CSF: cerebrospinal fluid; MRI: magnetic resonance imaging; COVID-19: coronavirus disease 2019; IV: intravenous; ANA: antinuclear antibody; ANCA: antineutrophil cytoplasmic antibodies; MOG: myelin oligodendrocyte glycoprotein; Ig: immunoglobulin; FLAMES: FLAIR-hyperintense lesions in anti-MOG associated encephalitis with seizures; FLAIR: fluid-attenuated inversion recovery
| Case | Clinical features | Treatment offered |
| Case 1 | Symptom onset six days after the first dose. Recurrent headaches, terminal neck stiffness, and grade I papilledema. CSF was initially normal. MRI initially displayed leptomeningeal enhancement, followed by tumefactive demyelination. Serum COVID-19 anti-spike antibody was strongly positive. Brain biopsy proved demyelination | IV dexamethasone 4 mg BD for seven days, IV methylprednisolone 1 g/day for three days, two doses of IV rituximab 1 g. Improvement was noted at 60 days |
| Case 2 | Symptom onset 10 days after the first dose. Headaches, followed by optic neuritis. ANA and ANCA negative. CSF examination showed 25 cells, all lymphocytes with normal protein and sugar, and oligoclonal bands. CSF meningoencephalitis panel, neuronal antibody panel, ANA, and ANCA were negative. Serum MOG IgG antibody was repeatedly positive | IV methylprednisolone 1 g/day for five days, followed by oral prednisolone 40 mg, and mycophenolate 1 g/day. IVIg 2 g/kg over five days and IV methylprednisolone 1 g/kg for five days. Two doses of rituximab 1 g IV, followed by oral prednisolone 40 mg/day and mycophenolate 1 g/day. Recurrent headaches. Improvement noted by month seven |
| Case 3 | Severe right-sided headache and right ear pain One day after the second dose of the ChAdOx1 vaccination. Alternating hemiplegia was noted. CSF meningoencephalitis panel, neuronal antibody panel, ANA, and ANCA were negative. Serum MOG IgG antibody was repeatedly positive. CSF showed 30 cells (all lymphocytes) with normal glucose and protein levels Repeat MRI showed FLAMES | IV methylprednisolone 1 g/day over five days. Rituximab 1 g IV for two doses.

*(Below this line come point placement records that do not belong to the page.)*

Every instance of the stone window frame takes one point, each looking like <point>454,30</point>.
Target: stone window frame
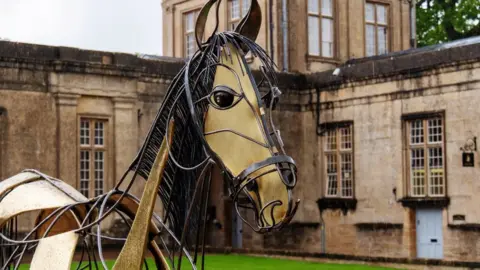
<point>338,152</point>
<point>3,131</point>
<point>387,25</point>
<point>95,186</point>
<point>186,33</point>
<point>320,17</point>
<point>426,146</point>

Improvement noted in three weeks |
Discussion
Our cases fulfilled diagnostic criteria for MOGAD and were diagnosed with PV-MOGAD. The initial presentation with isolated headaches and the tardy development of a demyelinating disorder (30-60 days later), alternating hemiparesis, and late MRI changes delayed the diagnosis of MOGAD [9]. Similar to other autoimmune ChAdOx1-AEFI (which present within six weeks after vaccination), our patients developed symptoms 10 days after vaccination. The subsequent disease evolution, recurrence, relapse on steroid discontinuation (case 2), and MOG antibody persistence for months suggest the triggering of a MOGAD requiring long-term therapy. Case 2 had a refractory prolonged headache that took over a month to resolve, despite multiple pain medications and immunomodulators. Case 3 had headaches, alternating hemiparesis, and unilateral cortical encephalitis compatible with FLAMES (FLAIR-hyperintense lesions in anti-MOG-associated encephalitis with seizures). As PV-MOGAD developed after adenovector vaccination, we hypothesize that the host response to components of the ChAdOx1 vaccine induced anti-MOG antibodies.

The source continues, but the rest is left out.